We have just racked up 16 new Dell compute nodes with Infiniband cards that identify as MT28908:
e2:00.0 Infiniband controller: Mellanox Technologies MT28908 Family [ConnectX-6]
These are connected to an unmanaged FDR-capable switch identifying as a ‘SwitchX - Mellanox Technologies’.
All the new nodes only achieve SDR speeds:
[root@node098 ~]# ibstatus
Infiniband device ‘mlx5_0’ port 1 status:
default gid: fe80:0000:0000:0000:1c34:da03:0050:6600
base lid: 0x2c4
sm lid: 0xa8
state: 4: ACTIVE
phys state: 5: LinkUp
rate: 10 Gb/sec (4X SDR)
link_layer: InfiniBand
Old nodes attached to the same switch get FDR.
I’ve upgraded the card firmware without affecting anything. mlxlink says
[root@node098 ~]# mlxlink -d e2:00.0
Operational Info
State : Active
Physical state : LinkUp
Speed : IB-SDR
Width : 4x
FEC : Firecode FEC
Loopback Mode : No Loopback
Auto Negotiation : ON
Supported Info
Enabled Link Speed : 0x00000011 (FDR,SDR)

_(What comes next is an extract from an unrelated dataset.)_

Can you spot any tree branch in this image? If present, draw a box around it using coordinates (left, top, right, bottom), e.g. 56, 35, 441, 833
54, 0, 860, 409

Supported Cable Speed : 0x0000001f (FDR,FDR10,QDR,DDR,SDR)
Troubleshooting Info
Status Opcode : 35
Group Opcode : PHY FW
Recommendation : The active speed was degraded from maximal possible speed due to peer signal integrity issue.
Any suggestions for how to troubleshoot this?